The Belt & Road Initiative (BRI) is a geopolitical masterpiece that would curtail the efforts by the African countries to revisit relations with Beijing. Only 14 African countries haven’t signed up for BRI including Eritrea, Mauritius, DR Congo, Central African Republic, Benin, Equatorial Guinea, eSwatini and Botswana. The BRI would lead to construction of massive infrastructural projects in Africa but this will occasion an increase in debts for African countries. China stands to benefit with its rush for global power status and will go out of the way to even buy out the African political leaders.

What is Africa’s selling point to China? The Africa-China relationship is skewed towards benefiting Beijing more than African countries. Statistical data compiled by the China Africa Research Initiative indicates that China benefits more from trade between Africa and China. In 2018, China’s exports to Africa amounted to $104.95 billion while its imports from Africa amounted to $80.34 billion. The nature of trade between Africa and China is further illustrated by the graph below.

Undoubtedly, China benefits more from Africa as indicated by the reported statistics. We do not really know to what extent China benefits from Africa from the clandestine economic activities such as illegal trade that Chinese entities engage in. African governments have full knowledge of this. Perhaps the bilateral deals between African countries and Beijing are laced with elements of corruption.
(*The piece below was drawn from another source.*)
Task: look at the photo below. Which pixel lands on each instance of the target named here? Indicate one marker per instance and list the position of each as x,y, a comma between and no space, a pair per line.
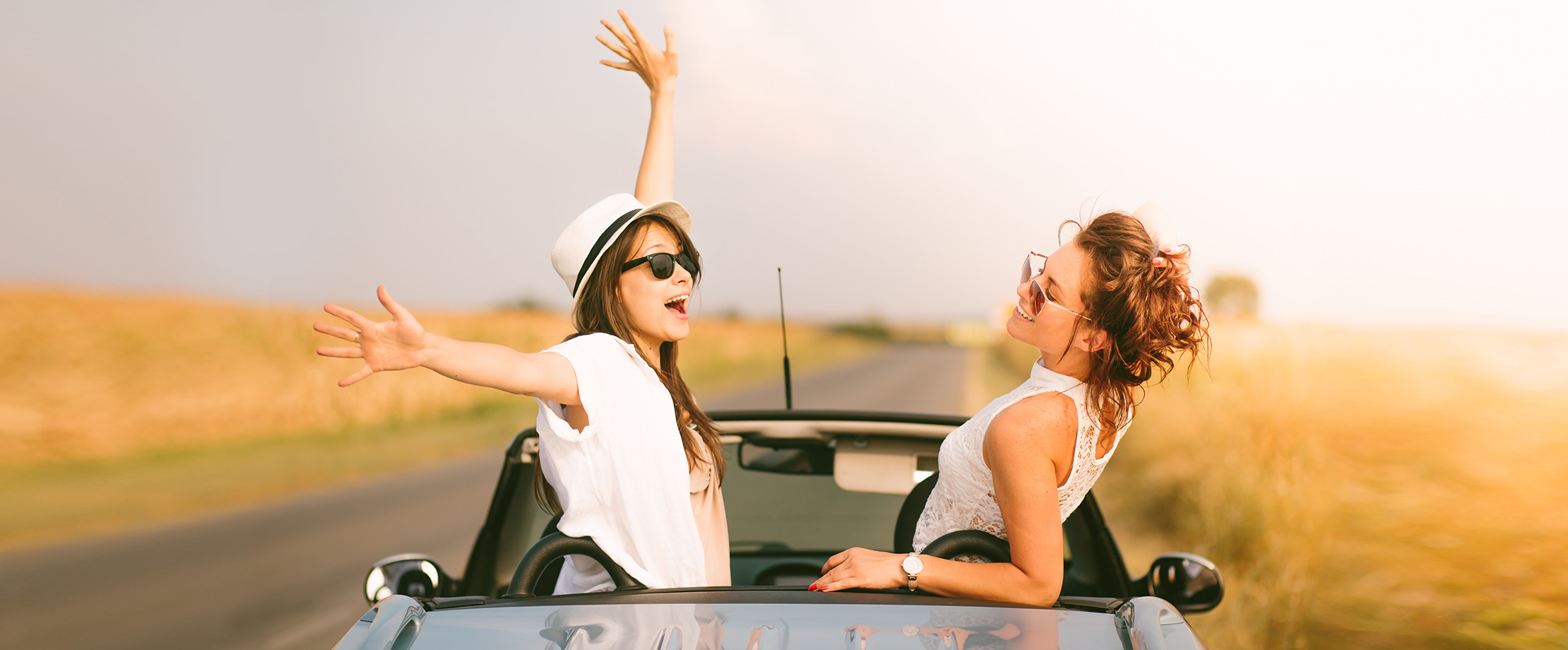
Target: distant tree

What is the role of the African Union (AU) in whipping African states towards revisiting their relations with Beijing? Well, the AU is a toothless institution that does little to protect and promote the interests of the African countries. It has for long suffered from a lack of bold leadership. Nothing is expected to change in the near future. China largely financed and built the new AU headquarters valued at $200 million with a significant proportion of the building materials imported from China. This is a disgrace. African governments cannot fund the construction of their own continental offices. The AU, later on, complained that China spied on the African states. But the late Thomas Sankara stated that whoever feeds you controls you. As such, the AU is also responsible for the neocolonial antics advanced by Beijing.

AfCFTA: Africa’s Only Ray of Hope

Operationalization of the African Continental Free Trade Area agreement (AfCFTA) should be Africa’s masterstroke in reforming or revisiting its relations with Beijing. Unbalanced economic relations between states such as skewed trade in favour of China can only be rectified by African states committing themselves to the ideals of realizing economic freedom for the African people.

Successful implementation of the AfCFTA would mean that any foreign entity should collectively negotiate with African countries based on a holistic framework. The potential of the intra-African trade is massive and hence the need to effectively roll-out the AfCFTA.

The AU should be proactive in setting the agenda for the continent while engaging with Beijing and not act as a secondary party in stamping initiatives originating from China. But in all this, the strength of the financial muscles calls the shots and Africa is not prepared for the current and future geopolitical duels against Beijing.